Mary Lee a prime mover in campaigns for social purity, better working conditions, the vote
Mary Lee campaigned passionately for women when they had few legal rights, poor wages and working conditions, and restricted opportunities in public life.
A widow who had given birth to seven children, Lee, 58, migrated from Ireland with a daughter in 1879 to care for a sick son. She stayed after the son’s death in 1880.
Despite poverty and her age, Lee’s campaigns started as ladies secretary of the Social Purity Society, which had the age of consent for girls increased from 12 to 16, and she served on the Female Refuge committee.
She was important in forming the South Australian Women’s Suffrage League in 1888. As secretary, Lee steered campaigns, petitions and deputations, wrote letters to newspapers and spoke at meetings.

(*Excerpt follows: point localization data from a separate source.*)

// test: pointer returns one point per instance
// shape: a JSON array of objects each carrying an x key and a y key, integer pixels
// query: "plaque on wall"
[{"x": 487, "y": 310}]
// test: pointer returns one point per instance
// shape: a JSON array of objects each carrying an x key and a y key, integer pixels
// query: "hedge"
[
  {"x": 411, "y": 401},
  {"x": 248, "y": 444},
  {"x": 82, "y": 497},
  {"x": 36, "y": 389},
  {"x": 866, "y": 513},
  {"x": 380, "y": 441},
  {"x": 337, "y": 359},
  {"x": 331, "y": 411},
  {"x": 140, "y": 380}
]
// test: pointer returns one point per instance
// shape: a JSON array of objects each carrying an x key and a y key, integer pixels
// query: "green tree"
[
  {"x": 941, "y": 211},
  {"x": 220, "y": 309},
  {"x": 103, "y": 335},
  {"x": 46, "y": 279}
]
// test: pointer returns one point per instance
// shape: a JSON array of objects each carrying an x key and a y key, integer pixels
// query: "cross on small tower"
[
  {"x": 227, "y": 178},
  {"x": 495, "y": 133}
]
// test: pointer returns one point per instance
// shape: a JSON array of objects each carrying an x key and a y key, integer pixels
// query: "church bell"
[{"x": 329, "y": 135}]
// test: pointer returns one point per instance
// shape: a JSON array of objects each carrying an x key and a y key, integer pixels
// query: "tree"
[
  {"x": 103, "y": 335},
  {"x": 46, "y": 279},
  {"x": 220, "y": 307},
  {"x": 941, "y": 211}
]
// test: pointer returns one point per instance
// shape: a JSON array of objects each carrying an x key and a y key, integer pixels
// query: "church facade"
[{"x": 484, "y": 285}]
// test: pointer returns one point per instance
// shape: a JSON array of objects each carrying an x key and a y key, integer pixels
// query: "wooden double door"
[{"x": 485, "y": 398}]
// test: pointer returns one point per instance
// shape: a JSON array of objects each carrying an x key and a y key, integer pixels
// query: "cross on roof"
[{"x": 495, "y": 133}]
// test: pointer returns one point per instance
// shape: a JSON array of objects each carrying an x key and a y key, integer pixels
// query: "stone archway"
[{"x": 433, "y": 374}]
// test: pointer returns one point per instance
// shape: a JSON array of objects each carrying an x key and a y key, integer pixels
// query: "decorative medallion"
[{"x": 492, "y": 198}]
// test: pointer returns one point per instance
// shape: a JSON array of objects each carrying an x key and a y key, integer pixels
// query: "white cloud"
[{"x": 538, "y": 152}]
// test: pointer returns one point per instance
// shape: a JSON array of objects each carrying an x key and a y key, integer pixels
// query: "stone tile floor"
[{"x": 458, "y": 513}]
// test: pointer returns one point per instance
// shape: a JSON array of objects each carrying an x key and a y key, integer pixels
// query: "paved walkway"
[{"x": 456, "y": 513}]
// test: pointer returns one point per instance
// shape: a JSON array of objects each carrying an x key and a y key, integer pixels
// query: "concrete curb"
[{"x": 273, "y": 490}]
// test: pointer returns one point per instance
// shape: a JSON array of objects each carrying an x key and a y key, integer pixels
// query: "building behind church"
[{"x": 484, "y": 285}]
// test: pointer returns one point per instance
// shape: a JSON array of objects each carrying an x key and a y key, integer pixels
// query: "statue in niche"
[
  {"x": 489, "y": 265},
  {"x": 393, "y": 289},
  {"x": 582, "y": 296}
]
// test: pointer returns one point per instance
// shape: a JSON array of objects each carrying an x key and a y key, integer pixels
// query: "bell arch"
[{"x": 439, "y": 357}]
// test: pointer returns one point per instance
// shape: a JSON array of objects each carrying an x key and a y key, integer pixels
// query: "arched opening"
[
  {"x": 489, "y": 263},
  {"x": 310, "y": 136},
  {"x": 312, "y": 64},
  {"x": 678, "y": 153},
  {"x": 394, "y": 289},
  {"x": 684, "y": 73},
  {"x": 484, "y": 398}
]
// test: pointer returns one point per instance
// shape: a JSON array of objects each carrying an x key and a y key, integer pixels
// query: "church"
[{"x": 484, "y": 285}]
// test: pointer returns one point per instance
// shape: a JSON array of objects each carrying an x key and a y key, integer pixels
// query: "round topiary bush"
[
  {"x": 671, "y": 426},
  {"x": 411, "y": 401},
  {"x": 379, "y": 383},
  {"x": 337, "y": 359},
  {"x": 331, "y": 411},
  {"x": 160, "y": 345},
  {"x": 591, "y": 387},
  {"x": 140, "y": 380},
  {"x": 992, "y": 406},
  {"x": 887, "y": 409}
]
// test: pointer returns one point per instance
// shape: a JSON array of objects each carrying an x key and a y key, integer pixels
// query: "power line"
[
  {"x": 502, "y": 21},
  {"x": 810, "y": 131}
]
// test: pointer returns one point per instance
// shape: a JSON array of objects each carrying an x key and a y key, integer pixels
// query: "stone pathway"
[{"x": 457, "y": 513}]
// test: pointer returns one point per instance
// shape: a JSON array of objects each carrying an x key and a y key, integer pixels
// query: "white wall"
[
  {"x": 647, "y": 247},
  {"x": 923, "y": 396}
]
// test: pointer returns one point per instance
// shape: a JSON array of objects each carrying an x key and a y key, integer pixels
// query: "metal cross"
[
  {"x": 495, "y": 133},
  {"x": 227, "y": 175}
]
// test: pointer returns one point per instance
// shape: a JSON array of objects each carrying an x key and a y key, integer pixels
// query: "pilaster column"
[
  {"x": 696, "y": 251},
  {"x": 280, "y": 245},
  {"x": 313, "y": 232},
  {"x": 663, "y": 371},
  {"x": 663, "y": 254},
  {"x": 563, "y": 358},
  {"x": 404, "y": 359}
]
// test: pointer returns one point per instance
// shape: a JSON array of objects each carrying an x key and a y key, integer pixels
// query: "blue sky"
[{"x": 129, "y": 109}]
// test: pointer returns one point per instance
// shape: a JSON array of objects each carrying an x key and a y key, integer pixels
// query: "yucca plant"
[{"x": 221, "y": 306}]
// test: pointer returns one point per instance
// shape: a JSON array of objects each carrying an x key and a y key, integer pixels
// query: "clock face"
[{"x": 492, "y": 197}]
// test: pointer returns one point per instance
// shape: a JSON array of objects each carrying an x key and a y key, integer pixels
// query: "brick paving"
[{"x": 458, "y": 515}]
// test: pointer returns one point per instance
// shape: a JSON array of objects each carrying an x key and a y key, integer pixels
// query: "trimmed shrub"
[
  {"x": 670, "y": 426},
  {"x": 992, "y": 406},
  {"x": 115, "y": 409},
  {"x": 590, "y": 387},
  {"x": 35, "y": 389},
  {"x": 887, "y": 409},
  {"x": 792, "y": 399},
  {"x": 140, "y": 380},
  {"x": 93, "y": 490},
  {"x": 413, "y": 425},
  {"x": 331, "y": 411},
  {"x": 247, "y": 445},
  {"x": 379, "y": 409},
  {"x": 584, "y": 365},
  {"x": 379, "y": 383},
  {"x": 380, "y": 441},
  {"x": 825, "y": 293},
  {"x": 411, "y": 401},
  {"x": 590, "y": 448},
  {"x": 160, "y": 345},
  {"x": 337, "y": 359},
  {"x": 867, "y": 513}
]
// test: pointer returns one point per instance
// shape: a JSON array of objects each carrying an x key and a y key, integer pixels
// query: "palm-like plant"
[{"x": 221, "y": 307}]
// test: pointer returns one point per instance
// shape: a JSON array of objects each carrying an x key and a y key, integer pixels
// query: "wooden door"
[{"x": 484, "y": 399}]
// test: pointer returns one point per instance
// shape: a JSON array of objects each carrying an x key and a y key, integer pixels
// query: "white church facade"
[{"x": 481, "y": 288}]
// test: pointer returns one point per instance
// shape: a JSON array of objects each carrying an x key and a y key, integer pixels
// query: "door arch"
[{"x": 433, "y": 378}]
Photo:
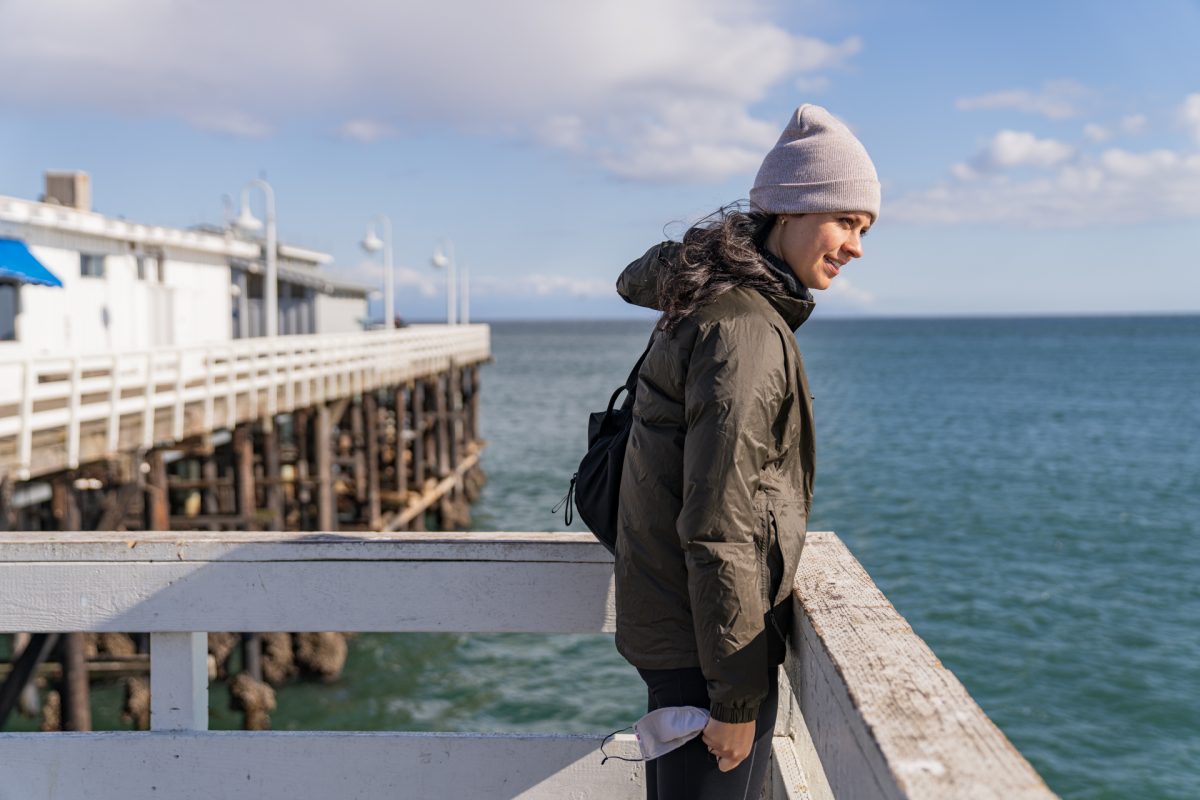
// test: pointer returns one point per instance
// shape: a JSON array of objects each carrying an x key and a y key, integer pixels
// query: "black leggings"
[{"x": 690, "y": 773}]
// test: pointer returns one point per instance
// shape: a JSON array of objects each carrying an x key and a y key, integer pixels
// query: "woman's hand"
[{"x": 729, "y": 741}]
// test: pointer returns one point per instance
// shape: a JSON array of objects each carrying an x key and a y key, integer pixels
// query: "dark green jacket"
[{"x": 715, "y": 491}]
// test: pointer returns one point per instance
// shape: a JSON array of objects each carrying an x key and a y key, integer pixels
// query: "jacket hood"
[{"x": 639, "y": 284}]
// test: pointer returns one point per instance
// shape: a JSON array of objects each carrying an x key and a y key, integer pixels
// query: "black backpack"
[{"x": 595, "y": 485}]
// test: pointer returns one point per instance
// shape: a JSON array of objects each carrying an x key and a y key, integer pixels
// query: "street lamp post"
[
  {"x": 466, "y": 298},
  {"x": 372, "y": 244},
  {"x": 247, "y": 221},
  {"x": 443, "y": 260}
]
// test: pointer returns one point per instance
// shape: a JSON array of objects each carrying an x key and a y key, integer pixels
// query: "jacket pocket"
[{"x": 789, "y": 527}]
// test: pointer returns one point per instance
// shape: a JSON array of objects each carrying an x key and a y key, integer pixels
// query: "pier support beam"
[
  {"x": 244, "y": 474},
  {"x": 179, "y": 681},
  {"x": 371, "y": 451},
  {"x": 327, "y": 509},
  {"x": 271, "y": 471},
  {"x": 157, "y": 505}
]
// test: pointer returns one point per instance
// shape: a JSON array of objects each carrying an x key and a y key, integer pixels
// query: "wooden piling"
[
  {"x": 327, "y": 510},
  {"x": 244, "y": 474},
  {"x": 371, "y": 453},
  {"x": 419, "y": 433},
  {"x": 157, "y": 500},
  {"x": 402, "y": 439},
  {"x": 271, "y": 470}
]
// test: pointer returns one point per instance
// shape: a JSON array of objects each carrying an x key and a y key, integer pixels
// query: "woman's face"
[{"x": 816, "y": 246}]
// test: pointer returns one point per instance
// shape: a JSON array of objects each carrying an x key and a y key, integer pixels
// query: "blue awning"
[{"x": 18, "y": 264}]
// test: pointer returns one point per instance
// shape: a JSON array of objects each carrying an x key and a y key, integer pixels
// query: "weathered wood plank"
[
  {"x": 363, "y": 595},
  {"x": 18, "y": 547},
  {"x": 887, "y": 719},
  {"x": 317, "y": 765}
]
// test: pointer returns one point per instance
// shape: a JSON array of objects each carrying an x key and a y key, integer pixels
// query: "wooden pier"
[
  {"x": 361, "y": 432},
  {"x": 867, "y": 709}
]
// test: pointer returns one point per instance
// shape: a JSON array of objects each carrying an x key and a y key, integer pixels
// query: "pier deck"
[{"x": 868, "y": 710}]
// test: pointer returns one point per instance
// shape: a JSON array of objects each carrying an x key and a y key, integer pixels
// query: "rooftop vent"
[{"x": 69, "y": 188}]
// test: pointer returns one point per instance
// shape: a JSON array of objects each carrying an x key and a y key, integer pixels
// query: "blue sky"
[{"x": 1036, "y": 157}]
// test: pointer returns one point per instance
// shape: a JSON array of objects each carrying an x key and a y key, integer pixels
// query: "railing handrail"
[
  {"x": 257, "y": 346},
  {"x": 53, "y": 392},
  {"x": 875, "y": 714}
]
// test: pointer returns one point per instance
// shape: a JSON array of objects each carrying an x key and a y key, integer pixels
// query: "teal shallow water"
[{"x": 1025, "y": 491}]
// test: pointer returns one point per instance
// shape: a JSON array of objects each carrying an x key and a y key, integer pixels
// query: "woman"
[{"x": 718, "y": 474}]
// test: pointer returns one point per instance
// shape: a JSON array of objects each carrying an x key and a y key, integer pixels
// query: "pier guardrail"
[
  {"x": 59, "y": 411},
  {"x": 868, "y": 710}
]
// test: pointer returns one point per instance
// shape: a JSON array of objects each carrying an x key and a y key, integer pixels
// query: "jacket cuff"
[{"x": 735, "y": 714}]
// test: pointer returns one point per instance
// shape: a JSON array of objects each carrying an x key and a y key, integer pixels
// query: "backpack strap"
[{"x": 630, "y": 384}]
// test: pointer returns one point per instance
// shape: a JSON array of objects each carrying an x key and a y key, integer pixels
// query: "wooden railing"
[
  {"x": 59, "y": 411},
  {"x": 868, "y": 710}
]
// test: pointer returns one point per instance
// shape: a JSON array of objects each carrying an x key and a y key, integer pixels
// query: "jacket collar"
[{"x": 797, "y": 304}]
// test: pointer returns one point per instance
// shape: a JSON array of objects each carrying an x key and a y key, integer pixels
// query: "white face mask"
[{"x": 665, "y": 729}]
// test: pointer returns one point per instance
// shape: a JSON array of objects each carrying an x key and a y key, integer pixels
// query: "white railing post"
[
  {"x": 253, "y": 383},
  {"x": 113, "y": 440},
  {"x": 25, "y": 455},
  {"x": 179, "y": 681},
  {"x": 273, "y": 400},
  {"x": 232, "y": 391},
  {"x": 209, "y": 391},
  {"x": 73, "y": 415},
  {"x": 289, "y": 394},
  {"x": 177, "y": 428},
  {"x": 148, "y": 404}
]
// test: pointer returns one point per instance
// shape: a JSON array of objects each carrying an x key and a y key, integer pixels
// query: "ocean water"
[{"x": 1026, "y": 492}]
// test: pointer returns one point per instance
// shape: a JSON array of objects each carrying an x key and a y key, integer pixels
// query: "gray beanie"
[{"x": 817, "y": 164}]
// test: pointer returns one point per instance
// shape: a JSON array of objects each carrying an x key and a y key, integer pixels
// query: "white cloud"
[
  {"x": 233, "y": 122},
  {"x": 649, "y": 90},
  {"x": 1128, "y": 125},
  {"x": 1133, "y": 124},
  {"x": 1057, "y": 100},
  {"x": 1009, "y": 149},
  {"x": 815, "y": 84},
  {"x": 1113, "y": 186},
  {"x": 543, "y": 286},
  {"x": 369, "y": 272},
  {"x": 366, "y": 131}
]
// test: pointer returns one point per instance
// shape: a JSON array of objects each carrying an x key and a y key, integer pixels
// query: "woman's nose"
[{"x": 853, "y": 246}]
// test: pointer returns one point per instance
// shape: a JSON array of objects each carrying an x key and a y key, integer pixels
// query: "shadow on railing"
[{"x": 873, "y": 713}]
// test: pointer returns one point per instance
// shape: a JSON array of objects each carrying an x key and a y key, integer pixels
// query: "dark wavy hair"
[{"x": 719, "y": 252}]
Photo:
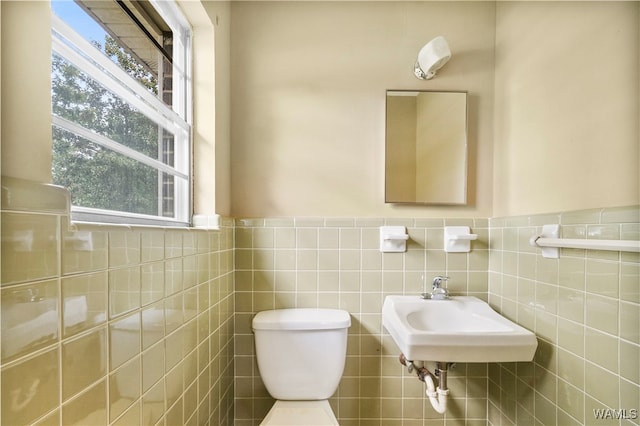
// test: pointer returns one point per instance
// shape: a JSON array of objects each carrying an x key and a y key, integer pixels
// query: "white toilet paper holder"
[
  {"x": 393, "y": 239},
  {"x": 457, "y": 239}
]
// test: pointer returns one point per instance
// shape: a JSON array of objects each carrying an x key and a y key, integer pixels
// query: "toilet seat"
[{"x": 300, "y": 413}]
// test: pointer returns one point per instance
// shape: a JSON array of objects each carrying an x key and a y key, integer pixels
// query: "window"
[{"x": 121, "y": 110}]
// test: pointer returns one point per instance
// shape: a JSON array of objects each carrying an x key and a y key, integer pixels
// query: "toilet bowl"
[{"x": 301, "y": 355}]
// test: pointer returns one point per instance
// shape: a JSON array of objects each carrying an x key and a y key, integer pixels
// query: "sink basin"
[{"x": 459, "y": 329}]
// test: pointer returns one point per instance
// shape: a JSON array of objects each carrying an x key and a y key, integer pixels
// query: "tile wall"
[
  {"x": 585, "y": 310},
  {"x": 112, "y": 325},
  {"x": 336, "y": 263}
]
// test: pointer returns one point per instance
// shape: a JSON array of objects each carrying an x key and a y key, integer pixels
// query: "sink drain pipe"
[{"x": 437, "y": 395}]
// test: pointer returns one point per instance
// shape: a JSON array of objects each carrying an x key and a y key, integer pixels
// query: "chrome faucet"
[{"x": 437, "y": 291}]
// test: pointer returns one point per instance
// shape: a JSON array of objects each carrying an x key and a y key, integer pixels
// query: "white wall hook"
[
  {"x": 457, "y": 239},
  {"x": 393, "y": 239}
]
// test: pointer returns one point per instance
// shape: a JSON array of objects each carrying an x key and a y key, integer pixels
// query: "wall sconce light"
[{"x": 431, "y": 58}]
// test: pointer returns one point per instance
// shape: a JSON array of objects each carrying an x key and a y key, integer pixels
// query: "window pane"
[
  {"x": 102, "y": 179},
  {"x": 115, "y": 33},
  {"x": 80, "y": 99}
]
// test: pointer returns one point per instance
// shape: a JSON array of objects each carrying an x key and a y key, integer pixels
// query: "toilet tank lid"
[{"x": 301, "y": 319}]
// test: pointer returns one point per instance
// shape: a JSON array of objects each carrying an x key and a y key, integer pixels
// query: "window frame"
[{"x": 177, "y": 118}]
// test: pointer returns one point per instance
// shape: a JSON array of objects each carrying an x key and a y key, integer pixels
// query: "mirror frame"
[{"x": 465, "y": 161}]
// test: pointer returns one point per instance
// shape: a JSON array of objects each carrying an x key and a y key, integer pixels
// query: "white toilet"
[{"x": 301, "y": 355}]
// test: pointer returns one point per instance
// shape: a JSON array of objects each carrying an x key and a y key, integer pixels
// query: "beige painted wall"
[
  {"x": 26, "y": 90},
  {"x": 307, "y": 111},
  {"x": 566, "y": 106}
]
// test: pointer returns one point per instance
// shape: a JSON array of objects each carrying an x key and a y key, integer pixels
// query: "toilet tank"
[{"x": 301, "y": 352}]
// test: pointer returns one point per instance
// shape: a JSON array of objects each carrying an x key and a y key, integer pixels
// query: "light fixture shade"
[{"x": 431, "y": 58}]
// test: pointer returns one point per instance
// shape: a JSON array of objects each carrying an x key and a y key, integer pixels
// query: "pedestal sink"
[{"x": 458, "y": 329}]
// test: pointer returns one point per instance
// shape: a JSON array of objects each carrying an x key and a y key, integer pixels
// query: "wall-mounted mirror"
[{"x": 426, "y": 147}]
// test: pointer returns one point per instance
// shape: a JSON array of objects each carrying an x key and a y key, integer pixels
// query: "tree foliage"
[{"x": 96, "y": 176}]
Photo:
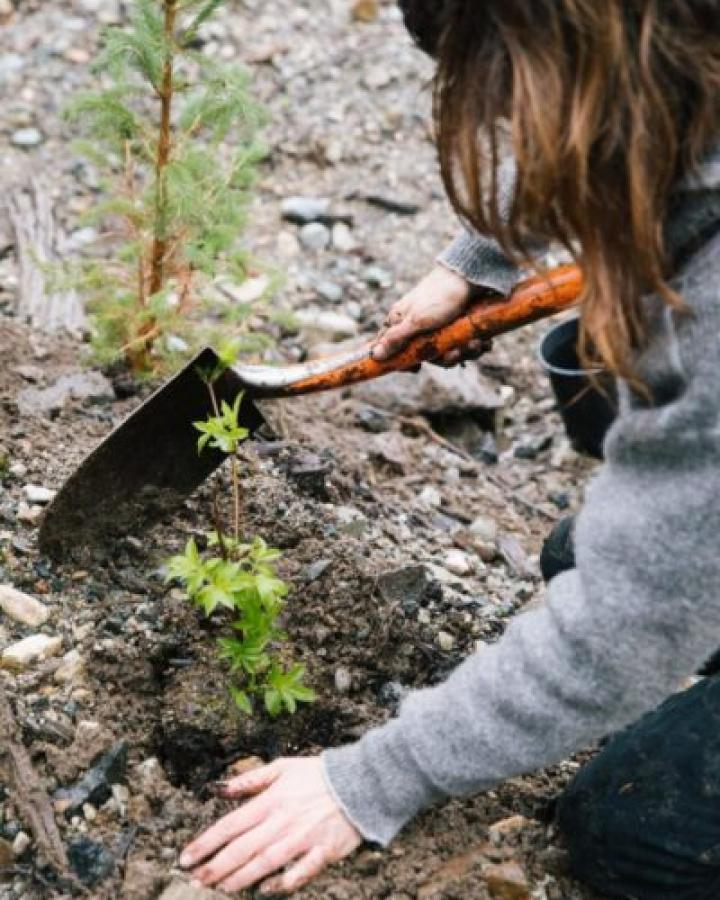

At an 1889 meeting in Adelaide Town Hall regarding sweated labour, Lee called for women’s trade unions to address long hours and low pay in the clothing and boot trades. Lee was founding secretary of the Working Women’s Trade Union (1890–92). She visited factories to recruit women and get employers to adopt the union’s log of rates. In 1893, Lee, as vice-president of the Working Women’s Trade Union, became a delegate to the United Trades and Labour Council (formed in 1884).
Through the 1890s depression, Lee served on the UTLC’s Distressed Women and Children’s Committee. In 1896, Lee was appointed the first and only female official visitor to the Lunatic Asylum (1896–1908). Mary Lee’s final years were impoverished but she remained defiant and proud of her achievements.